Milwellis’s face twisted in anger at yet another dire turn in this unfolding drama.
“Trust in
your father,” Harcourt said to calm him. “He is as fine a general as has ever ridden the ways of Honce.”
Milwellis chewed his lip, his dark eyes flashing dangerously, his hands clenching into fists at his sides.
“My prince?” Harcourt asked.
“Are we to battle for useless land in the name of a king who had not the courage to stand and fight on his own behalf while our brethren and my father and laird battle treachery near to our own home?” Milwellis blurted, his breath coming in ragged gasps.
Harcourt put a hand to his shoulder to calm him.
“Advise me,” Milwellis demanded, pleaded.
“Do as our king,” Harcourt said. “Turn and burn the land behind your march.”
Milwellis began to nod. “To Chapel Abelle,” he whispered, as if he couldn’t put anything more behind his voice.
“Most of Ethelbert’s minions are back in his city now,” Harcourt offered hopefully. “We can run to the gates of Ethelbert dos Entel within a matter of hours.”
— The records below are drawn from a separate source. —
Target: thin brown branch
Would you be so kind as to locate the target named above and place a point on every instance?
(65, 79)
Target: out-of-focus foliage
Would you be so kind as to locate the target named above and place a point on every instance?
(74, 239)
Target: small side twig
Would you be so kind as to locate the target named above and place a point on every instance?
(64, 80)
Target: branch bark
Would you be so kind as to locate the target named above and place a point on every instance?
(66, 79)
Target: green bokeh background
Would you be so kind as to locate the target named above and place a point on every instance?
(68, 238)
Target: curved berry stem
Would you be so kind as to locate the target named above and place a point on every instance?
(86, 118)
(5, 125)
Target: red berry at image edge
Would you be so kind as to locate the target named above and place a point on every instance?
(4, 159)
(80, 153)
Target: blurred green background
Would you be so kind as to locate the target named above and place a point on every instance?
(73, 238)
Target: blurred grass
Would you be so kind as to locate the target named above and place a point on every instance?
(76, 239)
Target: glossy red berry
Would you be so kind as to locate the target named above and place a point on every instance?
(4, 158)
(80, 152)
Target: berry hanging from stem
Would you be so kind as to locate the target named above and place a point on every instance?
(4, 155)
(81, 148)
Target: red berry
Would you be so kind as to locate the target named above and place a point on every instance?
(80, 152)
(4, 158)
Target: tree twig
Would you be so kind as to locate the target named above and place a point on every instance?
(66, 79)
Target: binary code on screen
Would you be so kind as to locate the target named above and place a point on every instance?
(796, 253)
“Tomorrow,” Milwellis decided, his voice suddenly strong once more. “A fresh march. Let us get close enough to shoot our arrows at them and turn quickly enough to persuade them that we leave of our own choice. Perhaps we can even send a message to Laird Ethelbert, a warning that if he comes forth we will destroy him.”
Harcourt nodded, glad to see that his prince was continuing to think on his feet, adapting, and wisely, to every new twist.
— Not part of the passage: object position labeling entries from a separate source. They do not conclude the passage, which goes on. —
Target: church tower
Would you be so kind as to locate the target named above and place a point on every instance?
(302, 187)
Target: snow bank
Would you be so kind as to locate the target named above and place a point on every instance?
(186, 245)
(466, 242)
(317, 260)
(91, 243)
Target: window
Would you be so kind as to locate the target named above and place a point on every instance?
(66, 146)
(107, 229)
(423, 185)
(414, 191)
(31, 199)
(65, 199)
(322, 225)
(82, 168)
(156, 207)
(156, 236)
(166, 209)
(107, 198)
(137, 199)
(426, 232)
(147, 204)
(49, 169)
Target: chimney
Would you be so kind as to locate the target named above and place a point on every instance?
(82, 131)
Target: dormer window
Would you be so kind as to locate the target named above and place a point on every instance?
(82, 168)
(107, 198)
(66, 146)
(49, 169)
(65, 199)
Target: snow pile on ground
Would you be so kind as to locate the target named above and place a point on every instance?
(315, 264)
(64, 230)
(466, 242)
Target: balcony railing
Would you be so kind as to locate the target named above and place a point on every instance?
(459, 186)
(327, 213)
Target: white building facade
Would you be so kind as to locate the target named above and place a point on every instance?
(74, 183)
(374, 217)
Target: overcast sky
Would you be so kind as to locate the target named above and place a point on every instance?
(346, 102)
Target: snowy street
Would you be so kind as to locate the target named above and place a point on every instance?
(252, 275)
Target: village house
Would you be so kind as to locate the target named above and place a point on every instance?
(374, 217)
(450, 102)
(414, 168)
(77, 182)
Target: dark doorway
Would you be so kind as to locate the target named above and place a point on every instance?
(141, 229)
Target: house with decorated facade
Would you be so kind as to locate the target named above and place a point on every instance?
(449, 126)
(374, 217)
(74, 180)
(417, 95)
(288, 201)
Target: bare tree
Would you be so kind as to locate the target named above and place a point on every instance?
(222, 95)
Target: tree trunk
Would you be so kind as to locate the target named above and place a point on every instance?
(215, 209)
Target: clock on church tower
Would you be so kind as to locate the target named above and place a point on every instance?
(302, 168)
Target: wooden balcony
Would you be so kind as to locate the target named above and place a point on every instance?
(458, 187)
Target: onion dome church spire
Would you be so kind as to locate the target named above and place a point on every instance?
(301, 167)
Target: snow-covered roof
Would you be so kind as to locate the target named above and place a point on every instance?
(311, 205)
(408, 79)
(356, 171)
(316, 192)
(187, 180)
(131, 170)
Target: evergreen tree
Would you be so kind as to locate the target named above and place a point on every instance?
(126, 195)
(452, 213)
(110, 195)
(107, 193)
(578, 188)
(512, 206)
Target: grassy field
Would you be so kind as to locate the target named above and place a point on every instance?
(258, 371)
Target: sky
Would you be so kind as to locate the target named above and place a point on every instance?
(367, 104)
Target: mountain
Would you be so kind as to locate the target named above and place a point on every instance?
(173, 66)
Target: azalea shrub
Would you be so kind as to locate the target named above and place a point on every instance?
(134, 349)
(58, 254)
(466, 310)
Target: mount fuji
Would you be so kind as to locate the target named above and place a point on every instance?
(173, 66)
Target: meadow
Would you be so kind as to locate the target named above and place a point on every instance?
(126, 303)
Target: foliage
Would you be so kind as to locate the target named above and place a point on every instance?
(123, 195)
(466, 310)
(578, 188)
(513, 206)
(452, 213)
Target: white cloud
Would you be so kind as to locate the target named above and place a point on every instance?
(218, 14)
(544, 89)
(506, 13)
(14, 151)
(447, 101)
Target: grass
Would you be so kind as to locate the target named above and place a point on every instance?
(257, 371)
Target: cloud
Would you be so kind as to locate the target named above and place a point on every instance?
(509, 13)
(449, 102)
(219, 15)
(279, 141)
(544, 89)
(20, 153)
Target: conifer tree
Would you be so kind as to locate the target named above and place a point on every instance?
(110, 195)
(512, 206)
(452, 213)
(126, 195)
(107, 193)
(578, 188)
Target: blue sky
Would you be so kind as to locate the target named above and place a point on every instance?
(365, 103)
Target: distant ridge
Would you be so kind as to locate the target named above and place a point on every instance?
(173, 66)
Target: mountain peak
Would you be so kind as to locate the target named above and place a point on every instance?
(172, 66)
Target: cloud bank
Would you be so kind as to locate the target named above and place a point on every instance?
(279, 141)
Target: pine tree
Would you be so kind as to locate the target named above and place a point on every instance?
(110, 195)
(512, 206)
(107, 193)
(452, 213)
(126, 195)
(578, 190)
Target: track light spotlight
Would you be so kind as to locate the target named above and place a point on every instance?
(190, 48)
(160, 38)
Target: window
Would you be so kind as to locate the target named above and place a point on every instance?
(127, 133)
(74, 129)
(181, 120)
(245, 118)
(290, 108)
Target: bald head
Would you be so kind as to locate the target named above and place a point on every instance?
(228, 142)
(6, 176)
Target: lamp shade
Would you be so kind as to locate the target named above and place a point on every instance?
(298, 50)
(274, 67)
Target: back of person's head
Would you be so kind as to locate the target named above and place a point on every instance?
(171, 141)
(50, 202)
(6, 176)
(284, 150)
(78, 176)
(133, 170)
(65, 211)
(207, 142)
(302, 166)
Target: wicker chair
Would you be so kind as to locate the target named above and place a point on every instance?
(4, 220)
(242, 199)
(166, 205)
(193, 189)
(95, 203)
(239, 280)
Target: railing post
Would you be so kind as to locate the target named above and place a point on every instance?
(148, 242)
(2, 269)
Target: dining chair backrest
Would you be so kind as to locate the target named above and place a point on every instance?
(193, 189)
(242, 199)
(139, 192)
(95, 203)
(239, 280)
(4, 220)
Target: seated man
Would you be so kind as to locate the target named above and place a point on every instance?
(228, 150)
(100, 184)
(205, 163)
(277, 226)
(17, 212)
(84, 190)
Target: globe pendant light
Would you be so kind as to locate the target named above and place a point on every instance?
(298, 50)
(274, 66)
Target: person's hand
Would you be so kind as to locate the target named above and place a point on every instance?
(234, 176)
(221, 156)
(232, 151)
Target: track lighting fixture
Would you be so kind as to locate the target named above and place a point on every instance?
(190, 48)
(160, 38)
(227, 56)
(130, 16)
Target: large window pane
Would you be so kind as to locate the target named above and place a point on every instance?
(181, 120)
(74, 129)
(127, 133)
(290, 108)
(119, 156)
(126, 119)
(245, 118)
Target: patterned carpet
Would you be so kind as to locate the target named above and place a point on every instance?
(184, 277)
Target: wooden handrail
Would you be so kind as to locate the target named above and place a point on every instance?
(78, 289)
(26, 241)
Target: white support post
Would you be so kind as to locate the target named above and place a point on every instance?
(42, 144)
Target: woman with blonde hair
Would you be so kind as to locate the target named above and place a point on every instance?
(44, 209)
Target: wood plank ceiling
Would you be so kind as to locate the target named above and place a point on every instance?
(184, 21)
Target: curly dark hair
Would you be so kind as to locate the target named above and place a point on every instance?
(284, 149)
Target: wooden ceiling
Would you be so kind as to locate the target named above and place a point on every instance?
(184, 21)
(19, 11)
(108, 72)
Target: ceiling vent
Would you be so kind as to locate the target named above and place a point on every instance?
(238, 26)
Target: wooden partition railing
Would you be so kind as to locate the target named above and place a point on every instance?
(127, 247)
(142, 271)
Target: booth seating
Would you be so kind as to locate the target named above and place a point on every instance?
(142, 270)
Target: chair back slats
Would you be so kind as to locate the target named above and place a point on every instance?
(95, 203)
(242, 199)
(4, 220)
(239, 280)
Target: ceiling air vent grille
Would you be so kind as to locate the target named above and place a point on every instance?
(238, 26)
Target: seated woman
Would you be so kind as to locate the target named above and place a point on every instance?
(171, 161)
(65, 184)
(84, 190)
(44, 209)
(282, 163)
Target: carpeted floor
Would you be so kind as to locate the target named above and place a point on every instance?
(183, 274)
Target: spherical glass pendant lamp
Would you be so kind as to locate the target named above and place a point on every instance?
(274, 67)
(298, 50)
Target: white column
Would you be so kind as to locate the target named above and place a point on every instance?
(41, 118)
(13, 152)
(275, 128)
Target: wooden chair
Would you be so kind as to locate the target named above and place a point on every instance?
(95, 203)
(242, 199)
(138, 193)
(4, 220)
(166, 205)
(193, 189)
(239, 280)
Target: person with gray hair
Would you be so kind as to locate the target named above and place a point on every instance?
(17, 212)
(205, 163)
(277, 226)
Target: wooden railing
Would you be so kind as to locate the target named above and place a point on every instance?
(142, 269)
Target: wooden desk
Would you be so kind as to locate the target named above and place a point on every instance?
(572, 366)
“Tomorrow,” he echoed. “And today we camp here in Yansinchester?”
“We have unfinished business here,” said Milwellis, turning his angry stare right at Chapel Yansin. “For here we discover enemies of Palmaristown.”
They came within sight of Ethelbert dos Entel’s northern reaches the following afternoon, staring down from the same hills where Milwellis had lost his knights. The carnage of the battle remained all too clear. Milwellis trembled with rage.
Harcourt did not miss that reaction. “My prince,” he said comfortingly, drawing the volatile young man out of his fuming contemplations.